C’est précisément cette dimension politique qui pose problème. L’affaire des kiosques de la Lonase  a rapidement dépassé le cadre technique pour devenir un affrontement entre le Parti socialiste et Pastef, les deux protagonistes ( Toussaint Manga Directeur général de la Lonase et Alioune Ndoye, maire socialiste de Dakar-Plateau),s’échangeant des propos virulents sur les réseaux sociaux.

Cette escalade verbale est préoccupante à plusieurs titres. Elle transforme une question de gouvernance urbaine en symbole politique, rendant difficile toute solution pragmatique. Elle polarise le débat public autour de logiques partisanes plutôt que d’encourager une réflexion sereine sur le modèle de ville souhaité pour Dakar.

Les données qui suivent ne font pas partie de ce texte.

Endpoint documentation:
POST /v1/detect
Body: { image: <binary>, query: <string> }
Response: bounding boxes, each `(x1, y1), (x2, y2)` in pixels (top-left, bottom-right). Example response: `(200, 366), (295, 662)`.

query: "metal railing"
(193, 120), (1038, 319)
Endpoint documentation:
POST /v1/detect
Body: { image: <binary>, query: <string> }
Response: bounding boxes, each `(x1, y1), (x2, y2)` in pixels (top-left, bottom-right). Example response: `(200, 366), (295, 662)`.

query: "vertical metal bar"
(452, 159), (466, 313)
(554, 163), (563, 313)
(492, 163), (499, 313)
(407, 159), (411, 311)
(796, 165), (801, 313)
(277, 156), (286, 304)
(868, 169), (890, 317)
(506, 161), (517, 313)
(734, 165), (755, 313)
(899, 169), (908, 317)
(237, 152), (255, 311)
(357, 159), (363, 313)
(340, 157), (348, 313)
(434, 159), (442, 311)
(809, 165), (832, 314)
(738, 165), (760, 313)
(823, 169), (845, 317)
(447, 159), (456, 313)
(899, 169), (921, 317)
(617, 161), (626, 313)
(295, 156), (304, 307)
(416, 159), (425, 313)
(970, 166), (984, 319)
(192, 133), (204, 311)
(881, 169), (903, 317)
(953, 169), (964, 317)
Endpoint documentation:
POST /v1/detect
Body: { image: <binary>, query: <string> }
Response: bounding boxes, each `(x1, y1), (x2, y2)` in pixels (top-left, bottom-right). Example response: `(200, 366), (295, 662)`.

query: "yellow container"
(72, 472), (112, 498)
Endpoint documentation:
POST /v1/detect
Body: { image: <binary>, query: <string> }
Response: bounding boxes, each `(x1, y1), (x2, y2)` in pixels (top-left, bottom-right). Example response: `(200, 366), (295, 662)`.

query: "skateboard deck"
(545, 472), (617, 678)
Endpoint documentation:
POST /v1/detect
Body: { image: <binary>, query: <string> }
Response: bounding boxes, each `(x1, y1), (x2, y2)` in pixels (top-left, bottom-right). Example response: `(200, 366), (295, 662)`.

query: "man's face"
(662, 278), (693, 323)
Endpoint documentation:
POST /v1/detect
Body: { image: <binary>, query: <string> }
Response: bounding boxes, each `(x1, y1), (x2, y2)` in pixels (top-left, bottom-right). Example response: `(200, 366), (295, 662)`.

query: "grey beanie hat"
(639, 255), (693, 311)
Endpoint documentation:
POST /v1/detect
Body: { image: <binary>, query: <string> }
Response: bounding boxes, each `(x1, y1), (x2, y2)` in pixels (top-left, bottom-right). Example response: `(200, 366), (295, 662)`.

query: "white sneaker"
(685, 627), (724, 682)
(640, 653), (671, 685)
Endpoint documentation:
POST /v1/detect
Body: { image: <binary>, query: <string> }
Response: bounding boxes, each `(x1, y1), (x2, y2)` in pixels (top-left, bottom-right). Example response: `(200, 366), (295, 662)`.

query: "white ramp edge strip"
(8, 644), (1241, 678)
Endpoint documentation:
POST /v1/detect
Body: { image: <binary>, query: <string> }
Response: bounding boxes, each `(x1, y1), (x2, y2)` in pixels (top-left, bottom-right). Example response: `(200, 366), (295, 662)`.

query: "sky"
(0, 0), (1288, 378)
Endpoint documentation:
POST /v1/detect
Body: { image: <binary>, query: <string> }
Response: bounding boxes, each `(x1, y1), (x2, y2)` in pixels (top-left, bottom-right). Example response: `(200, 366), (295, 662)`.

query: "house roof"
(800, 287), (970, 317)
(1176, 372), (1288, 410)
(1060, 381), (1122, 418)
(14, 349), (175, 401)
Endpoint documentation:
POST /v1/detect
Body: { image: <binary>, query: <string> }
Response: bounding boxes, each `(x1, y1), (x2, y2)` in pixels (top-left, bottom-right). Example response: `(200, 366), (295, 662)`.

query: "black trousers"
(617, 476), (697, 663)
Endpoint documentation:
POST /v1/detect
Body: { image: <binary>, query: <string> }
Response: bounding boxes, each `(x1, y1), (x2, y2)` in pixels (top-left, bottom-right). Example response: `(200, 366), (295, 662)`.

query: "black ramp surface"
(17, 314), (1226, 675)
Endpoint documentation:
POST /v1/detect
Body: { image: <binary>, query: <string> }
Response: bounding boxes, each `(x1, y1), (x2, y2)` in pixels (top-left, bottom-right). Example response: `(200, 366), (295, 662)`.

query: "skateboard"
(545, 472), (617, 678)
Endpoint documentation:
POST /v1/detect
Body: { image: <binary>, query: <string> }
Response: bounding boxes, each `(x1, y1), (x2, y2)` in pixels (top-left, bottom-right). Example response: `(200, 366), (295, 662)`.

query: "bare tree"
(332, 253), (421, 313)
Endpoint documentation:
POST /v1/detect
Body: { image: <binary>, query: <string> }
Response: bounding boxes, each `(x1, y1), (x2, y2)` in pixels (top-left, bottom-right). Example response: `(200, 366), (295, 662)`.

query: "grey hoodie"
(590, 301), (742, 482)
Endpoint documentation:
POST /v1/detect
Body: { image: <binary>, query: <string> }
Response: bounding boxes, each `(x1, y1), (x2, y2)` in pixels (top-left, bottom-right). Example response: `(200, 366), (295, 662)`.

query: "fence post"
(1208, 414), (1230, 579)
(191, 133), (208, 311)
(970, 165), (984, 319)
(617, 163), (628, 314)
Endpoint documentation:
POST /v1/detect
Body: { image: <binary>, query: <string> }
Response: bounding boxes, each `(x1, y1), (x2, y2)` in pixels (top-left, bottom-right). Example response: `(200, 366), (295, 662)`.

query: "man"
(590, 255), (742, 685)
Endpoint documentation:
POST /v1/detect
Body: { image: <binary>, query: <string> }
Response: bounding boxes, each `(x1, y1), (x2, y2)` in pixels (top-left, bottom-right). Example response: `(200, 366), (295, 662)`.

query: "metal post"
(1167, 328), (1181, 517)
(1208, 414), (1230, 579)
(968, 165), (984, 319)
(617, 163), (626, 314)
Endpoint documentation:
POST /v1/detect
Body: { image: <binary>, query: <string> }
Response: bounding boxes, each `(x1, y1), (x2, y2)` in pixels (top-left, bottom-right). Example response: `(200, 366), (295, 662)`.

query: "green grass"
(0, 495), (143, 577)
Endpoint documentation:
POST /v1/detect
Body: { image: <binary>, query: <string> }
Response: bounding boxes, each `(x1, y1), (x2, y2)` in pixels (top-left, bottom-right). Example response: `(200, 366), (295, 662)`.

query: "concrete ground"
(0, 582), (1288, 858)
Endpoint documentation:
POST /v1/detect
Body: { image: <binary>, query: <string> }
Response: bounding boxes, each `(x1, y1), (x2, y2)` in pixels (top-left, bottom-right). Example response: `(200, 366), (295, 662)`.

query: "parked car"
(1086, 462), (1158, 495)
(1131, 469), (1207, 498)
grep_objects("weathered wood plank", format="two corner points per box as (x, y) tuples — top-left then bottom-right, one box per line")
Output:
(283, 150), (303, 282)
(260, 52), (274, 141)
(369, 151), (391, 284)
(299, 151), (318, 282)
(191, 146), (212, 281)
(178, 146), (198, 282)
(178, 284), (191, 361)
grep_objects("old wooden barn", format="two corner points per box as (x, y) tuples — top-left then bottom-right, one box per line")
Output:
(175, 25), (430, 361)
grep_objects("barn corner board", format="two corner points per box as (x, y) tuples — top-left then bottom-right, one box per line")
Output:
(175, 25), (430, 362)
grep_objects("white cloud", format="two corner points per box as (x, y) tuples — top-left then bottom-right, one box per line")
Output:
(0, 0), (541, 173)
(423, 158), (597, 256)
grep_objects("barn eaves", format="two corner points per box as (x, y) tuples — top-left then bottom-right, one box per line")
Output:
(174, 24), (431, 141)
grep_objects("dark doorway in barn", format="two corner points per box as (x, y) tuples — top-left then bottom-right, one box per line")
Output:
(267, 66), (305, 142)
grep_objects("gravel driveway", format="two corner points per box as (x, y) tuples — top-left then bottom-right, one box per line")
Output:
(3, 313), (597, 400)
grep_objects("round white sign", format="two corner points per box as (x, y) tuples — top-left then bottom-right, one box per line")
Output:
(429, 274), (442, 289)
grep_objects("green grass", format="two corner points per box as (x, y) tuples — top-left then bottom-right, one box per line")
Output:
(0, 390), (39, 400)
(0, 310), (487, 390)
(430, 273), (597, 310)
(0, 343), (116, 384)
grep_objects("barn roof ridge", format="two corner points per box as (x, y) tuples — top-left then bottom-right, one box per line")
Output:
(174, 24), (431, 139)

Plus fondamentalement, cette politisation illustre un problème structurel : dans le Sénégal actuel, comment une entreprise publique nationale et une collectivité locale dirigée par l’opposition peuvent-elles cohabiter harmonieusement ? Le risque est que chaque désaccord technique devienne un terrain d’affrontement politique, au détriment de l’intérêt général.

Le dilemme développement versus ordre urbain

Au-delà des considérations politiques, ce conflit met en lumière un dilemme classique des villes africaines : comment concilier développement économique, particulièrement dans le secteur informel ou semi-formel, et respect des normes d’urbanisme ?

D’un côté, les kiosques de la Lonase représentent une activité économique réelle, créatrice d’emplois dans un contexte de chômage élevé. Ils offrent également un service de proximité aux citoyens, même si l’on peut débattre de la pertinence sociale des jeux de hasard.

De l’autre, l’anarchie urbaine a un coût : circulation piétonne entravée, image dégradée du quartier, difficultés pour les personnes à mobilité réduite, risques sanitaires et sécuritaires. Une ville moderne ne peut fonctionner sans un minimum d’ordre et de planification.

La question est donc : comment permettre l’activité économique sans sacrifier l’ordre urbain ? Des solutions existent : relocalisation des kiosques dans des espaces dédiés, modernisation et standardisation des installations, réglementation claire des horaires et des emplacements. Mais ces solutions nécessitent du dialogue, de la négociation et de la bonne volonté de part et d’autre.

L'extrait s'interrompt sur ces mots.